Ils s’habillent, lui avec short et tee-shirt amples, elle, petite minijupe plissée, et corsage. Ils ne portent ni l’un ni l’autre de sous-vêtements.

- Léger comme vêtements.

- Nous ne supportons pas les sous-vêtements. Ni tricot de peau, ni slip pour moi, ni soutien-gorge ni slip pour elle, été comme hiver. C’est aussi plus rapide en cas de besoin.

- Je comprends, je suis comme vous.

- Au revoir.

Ils s’en vont et je reste seul. A chaque pas, la jupe de la femme se soulève sur un côté et dévoile ses très belles fesses. Je réalise que pour un étang bourré de poissons, mon ami va se demander comment j’ai fait pour en avoir si peu. Je me remets donc à la pêche, qui sera très bonne.
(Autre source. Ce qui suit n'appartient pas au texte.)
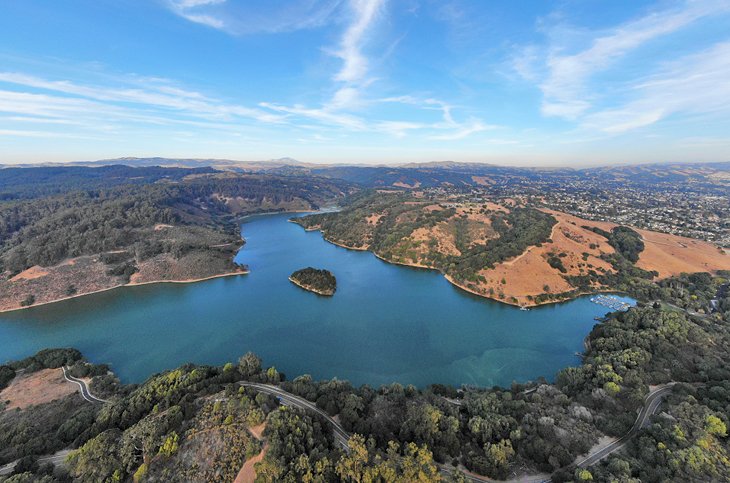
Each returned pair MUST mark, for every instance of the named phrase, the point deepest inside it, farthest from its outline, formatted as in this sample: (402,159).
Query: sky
(519,82)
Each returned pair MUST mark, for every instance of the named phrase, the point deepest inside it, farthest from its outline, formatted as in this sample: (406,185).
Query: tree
(715,426)
(249,364)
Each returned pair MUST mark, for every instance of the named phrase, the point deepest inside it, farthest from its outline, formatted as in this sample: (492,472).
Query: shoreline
(456,284)
(131,284)
(310,289)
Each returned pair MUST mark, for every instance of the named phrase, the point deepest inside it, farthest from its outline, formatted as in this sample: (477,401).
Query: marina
(612,302)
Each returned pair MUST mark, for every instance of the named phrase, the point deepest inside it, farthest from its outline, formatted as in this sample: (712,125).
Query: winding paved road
(341,436)
(83,388)
(289,399)
(651,404)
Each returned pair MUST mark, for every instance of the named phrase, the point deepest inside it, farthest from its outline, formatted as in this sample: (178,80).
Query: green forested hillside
(194,420)
(181,223)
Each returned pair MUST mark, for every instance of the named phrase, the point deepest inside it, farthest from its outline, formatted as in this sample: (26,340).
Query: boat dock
(612,302)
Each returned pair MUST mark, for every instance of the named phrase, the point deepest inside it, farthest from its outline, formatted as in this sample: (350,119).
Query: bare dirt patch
(671,255)
(36,388)
(528,274)
(30,274)
(401,184)
(374,219)
(248,471)
(445,242)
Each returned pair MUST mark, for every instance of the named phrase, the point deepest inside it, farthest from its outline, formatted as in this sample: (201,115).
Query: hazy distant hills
(454,174)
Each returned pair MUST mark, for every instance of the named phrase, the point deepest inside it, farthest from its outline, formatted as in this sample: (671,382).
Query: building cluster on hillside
(703,215)
(694,215)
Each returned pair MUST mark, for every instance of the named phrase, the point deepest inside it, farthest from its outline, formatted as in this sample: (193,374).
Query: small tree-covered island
(321,282)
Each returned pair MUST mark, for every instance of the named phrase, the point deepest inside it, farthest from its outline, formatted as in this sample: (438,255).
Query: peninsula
(513,249)
(72,231)
(321,282)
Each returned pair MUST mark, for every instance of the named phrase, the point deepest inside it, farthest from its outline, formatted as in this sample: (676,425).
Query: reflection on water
(385,323)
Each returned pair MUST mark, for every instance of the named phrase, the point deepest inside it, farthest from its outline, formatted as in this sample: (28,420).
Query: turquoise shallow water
(386,323)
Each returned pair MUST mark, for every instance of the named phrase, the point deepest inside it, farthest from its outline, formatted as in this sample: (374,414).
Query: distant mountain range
(446,173)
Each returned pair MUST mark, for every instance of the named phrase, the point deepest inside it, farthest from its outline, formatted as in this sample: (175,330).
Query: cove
(386,323)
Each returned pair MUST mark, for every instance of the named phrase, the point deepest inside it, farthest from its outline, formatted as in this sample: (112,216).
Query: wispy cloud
(694,84)
(355,64)
(564,78)
(155,93)
(250,17)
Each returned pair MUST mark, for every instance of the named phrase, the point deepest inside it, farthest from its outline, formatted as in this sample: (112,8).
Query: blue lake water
(386,323)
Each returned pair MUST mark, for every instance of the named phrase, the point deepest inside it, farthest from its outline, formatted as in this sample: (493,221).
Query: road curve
(288,399)
(83,388)
(341,436)
(651,404)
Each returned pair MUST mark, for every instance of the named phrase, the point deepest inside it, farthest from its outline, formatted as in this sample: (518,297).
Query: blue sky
(366,81)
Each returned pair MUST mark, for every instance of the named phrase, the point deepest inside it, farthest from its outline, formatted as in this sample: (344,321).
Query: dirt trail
(248,470)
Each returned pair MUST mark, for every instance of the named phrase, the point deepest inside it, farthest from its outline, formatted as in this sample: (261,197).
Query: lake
(386,323)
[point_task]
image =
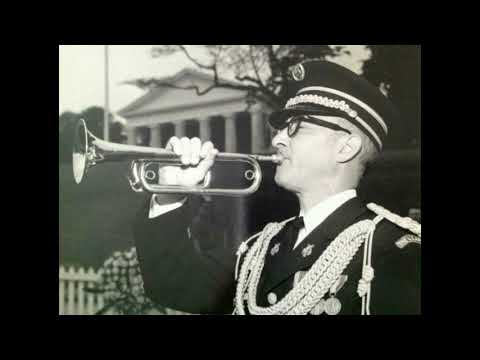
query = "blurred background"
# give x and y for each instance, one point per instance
(144, 94)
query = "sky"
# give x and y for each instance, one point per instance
(82, 78)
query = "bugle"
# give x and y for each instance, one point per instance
(146, 163)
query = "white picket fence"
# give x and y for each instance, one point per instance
(73, 299)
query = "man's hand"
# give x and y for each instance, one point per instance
(196, 158)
En arrivant à ma voiture, je trouve un mot sur le pare-brise.

" C’était super, merci. Louise et Hubert ", suivi d’un numéro de portable. Je range tout dans un coin de mon portefeuille, bien décidé à les appeler.

Je rentre chez mes amis. En voyant ma tête, Gilles me dit :

- Qu’est ce que tu as fait là bas?

- J’ai pêché, la preuve.

Je lui montre ma pêche.

- Ok, 3 heures de pêche tout au plus.

C’est vrai que j’ai perdu 2 heures avec le couple et que je n’ai pas été très assidu ensuite.

- Ok, je te raconte.

Je lui raconte ce qui s’est passé et je vois qu’il bande comme un fou. Henriette arrive sur ces entrefaites, voit la bosse de son mari au niveau de sa braguette et lui dit :

- Garde ton énergie pour tout à l’heure, nous avons sept invités qui arrivent et qui ont faim, de nourriture comme du reste.

- Ok je vais me préparer dit-il.

- Moi aussi, dis-je.


La soirée fut torride, mais ceci est une autre histoire.